Linux glibc does this after calling set_thread_area, which loads the
base address in the GDT entry into GS.base, overwriting the GS.base
previously setup using wrmsr. FreeBSD libc/libpthread don't do this.

> > already sets up GS on i386, so the compatibility code on amd64 can
> > use the wrmsr trick and leave GS itself and the descriptor it points
> > to untouched. As far as I understand things, this won't work for
> > linux32 compatibility on amd64.
> 
> lookin at the code it looks like:
> 
> i386_set_gsbase = sysarch(I386_SET_GSBASE, &addr);
> 
> and sysarch for that looks like:
> wrmsr(MSR_KGSBASE, i386base);
> pcb->pcb_gsbase = i386base;
> 
> where is the setting up of the GS? I dont get it... 

GS.base is what matters for address calculations. In the i386 version,
this is set by setting up a GDT entry and loading the entry's index
into GS. In the amd64 version, which you gave above, GS.base is set
directly.
(Actuallyn the code above sets a copy of GS.base. When switching
between user and kernel mode, a swapgs instruction swaps kernel
GS.base and user GS.base)

> overall you are saying that to support linux32 tls we have to
> 
> 1) load an unused segment with proper values
> 2) return the number of the segment from the set_thread_syscall
> 3) make the automatic loading/unloading of that segment to happen on
> every context switch (just like its done for segment 3 on i386)
> 
> do I get it right?

1) Yes, but the amd64 code has no GDT entry reserved for this right
now it seems, so you have to add one. I don't really know how that's
done, but what I would try (if I had the time) is to add an entry to
the gdt_segs array in sys/amd64/amd64/machdep.c, say at index 6 and
then adjust the defines and NGDT in sys/amd64/include/segments.h.
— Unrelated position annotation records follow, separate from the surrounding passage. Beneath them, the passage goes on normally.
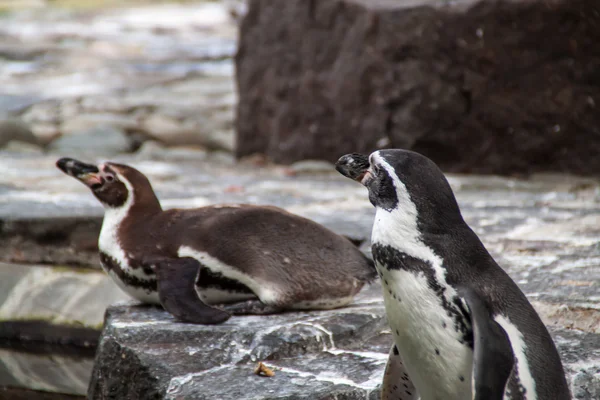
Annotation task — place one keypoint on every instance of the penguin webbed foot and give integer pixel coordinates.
(177, 294)
(251, 307)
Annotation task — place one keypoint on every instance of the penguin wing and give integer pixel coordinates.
(396, 382)
(177, 294)
(493, 358)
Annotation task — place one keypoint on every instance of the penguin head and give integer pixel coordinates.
(403, 181)
(115, 185)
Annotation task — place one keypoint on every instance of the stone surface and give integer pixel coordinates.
(478, 86)
(100, 141)
(315, 355)
(15, 130)
(54, 304)
(543, 230)
(50, 369)
(154, 71)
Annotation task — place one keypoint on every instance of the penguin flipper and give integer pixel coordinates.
(177, 294)
(396, 382)
(493, 359)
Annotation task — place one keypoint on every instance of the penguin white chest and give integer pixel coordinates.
(439, 365)
(133, 281)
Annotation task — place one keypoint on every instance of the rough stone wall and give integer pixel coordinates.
(479, 86)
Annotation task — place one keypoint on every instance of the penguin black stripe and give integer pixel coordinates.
(429, 257)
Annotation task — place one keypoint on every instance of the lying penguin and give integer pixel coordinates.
(187, 260)
(462, 328)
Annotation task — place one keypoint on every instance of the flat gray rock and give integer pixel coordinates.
(314, 355)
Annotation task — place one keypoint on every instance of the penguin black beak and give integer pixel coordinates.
(354, 166)
(86, 173)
2) Just as you do now. Set the entry number and do a copyout. The
syscall returns 0 on success. FYI, the glibc code that uses this
syscall is in glibc-2.3.6/nptl/sysdeps/i386/tls.h:185:TLS_INIT_TP

3) Yes. You'll have to add a field to the pcb to store a copy of the
descriptor. And then adjust the context switch code.

After that, the amd64 version of set_thread_area becomes virtually the
same as the i386 version. Setup a descriptor and copy it to the pcb
and GDT.

Most of this is copy/paste work I guess. The tricky part is to figure
out what to copy and where to paste it.


This should get basic tls working I think. The actual set_thread_area
is a bit more complicated. It has 3 GDT entries available and when
called with -1 as the entry number, it will select an unused entry. I
don't know if there are programs that use all 3 (some tests maybe?).
The only program I know that uses 2 is wine.